Traditionally, a number of American dioceses rejected cathedrals as representative of royal and aristocratic power, not appropriate in a democracy. In the last few years, nearly every diocese has moved to name a cathedral. However, I am personally unsure as to what a cathedral should be in our culture and our church as we enter the second millenium. Thus I propose to name a committee of twelve people, three of whom will be named by the rector and vestry of St. Paul’s, Savannah (to reflect their working experiences last year) to report to our next diocesan convention on how a cathedral might enhance our ministry together as the Diocese of Georgia.

If you had the opportunity to watch the procession at my ordination as bishop, you saw something of the wonderful richness, diversity and plurality of the Episcopal Church. If you thought about that diversity much, you realize that a good bit of it has been there for a long, long time. But God has played a wonderful surprise – and he is a God of surprises – on us. For many years we presented ourselves as the form of Christianity that developed in the Anglo-Saxon culture of England. We saw ourselves basically as a church of Anglo-Saxons.

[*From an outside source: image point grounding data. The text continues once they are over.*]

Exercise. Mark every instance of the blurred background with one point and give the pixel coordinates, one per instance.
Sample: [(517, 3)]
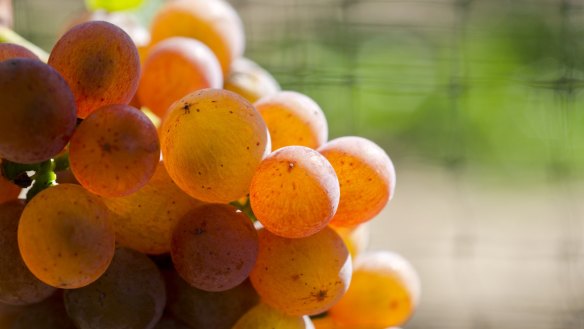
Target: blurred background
[(479, 104)]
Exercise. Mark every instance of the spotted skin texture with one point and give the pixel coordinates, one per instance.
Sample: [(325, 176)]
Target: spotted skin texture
[(295, 192), (100, 63), (302, 276), (66, 237)]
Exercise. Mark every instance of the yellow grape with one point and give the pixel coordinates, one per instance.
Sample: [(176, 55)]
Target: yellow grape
[(212, 142), (144, 219), (303, 276), (114, 151), (295, 192), (384, 292), (263, 316), (366, 176), (66, 237), (214, 247), (174, 68), (293, 119)]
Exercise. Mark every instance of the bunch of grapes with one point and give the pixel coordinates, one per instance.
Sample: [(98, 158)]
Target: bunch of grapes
[(173, 184)]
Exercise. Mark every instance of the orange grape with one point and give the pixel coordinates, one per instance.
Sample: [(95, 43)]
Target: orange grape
[(294, 192), (114, 151), (215, 23), (214, 247), (250, 80), (144, 219), (303, 276), (174, 68), (10, 50), (212, 142), (366, 176), (66, 237), (293, 119), (100, 63), (38, 112), (130, 294), (384, 292), (17, 285), (263, 316)]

Not by any intention on our part we have discovered ourselves as a church with a Gospel that has attracted people from every tribe and nation, and we have been enriched by the the wonderful richness of people of all kinds of ethnic and cultural backgrounds. Being true to this diversity that God has given us, requires us to be more tolerant and to spend more time listening to people from other backgrounds. The positive part of this is that it makes us a wonderful picture to the world of trust and love between peoples without requiring they give up the richness of their culture of origin. To put this another way, Tudor English is very appropriate for some of us, but it cannot be the basis of our religion. Christ has called us into a family with all kinds of his brothers and sisters.

Finally, I really want to say that I think, and believe, and commit my life to the fact that we Episcopalians, although we are not the only Christians (and we are very thankful for the witness of many of our brothers and sisters in other denominations here in our area of Georgia), have a particularly rich and wonderful understanding of Jesus Christ and what it means to be his follower. And I want to see us offer that to those around us who are looking for meaning and healing in their lives.

Of course there are some crazy Episcopalians, both in our diocese and in other parts of the world, saying all kinds of things that we don’t agree with. But our task is not to make sure that everybody is right everywhere, our task is to show forth God’s love in our lives and in our communities. Historically in the United States, the Episcopal Church was the alternative to “revivalism” or religion that was motivated heavily by emotionalism. The drawback to this was that we, worried about manipulation, often did not take into account the need for human beings to have enthusiasm – emotional energy or love, if you will – to go along with their reasoned understanding of the faith. On the other hand, we held up a view of the faith that allowed people to use their minds, respected individuals and respected individuality. I would suggest that we still have a lot to offer in the spectrum of Christian communities which represent Christ in Georgia. God has given us 16,000 ministers with incredible skills, gifts, and talents. Our primary purpose must be to help people recognize that, through their baptism, they are empowered and energized to respond to God’s call by using their gifts in Christ’s works of reconciliation. We have to pray that God will give us the ability and energy to accept the people he is sending to us for our nurture. I know you, the members of the Episcopal Church In Georgia, have enriched my life and greatly increased my wonder at God’s gifts and love. I believe we can do that for many others and I ask you to join me in praying for God’s grace and for that kind of trust in him which will allow us to go into the future and make it his.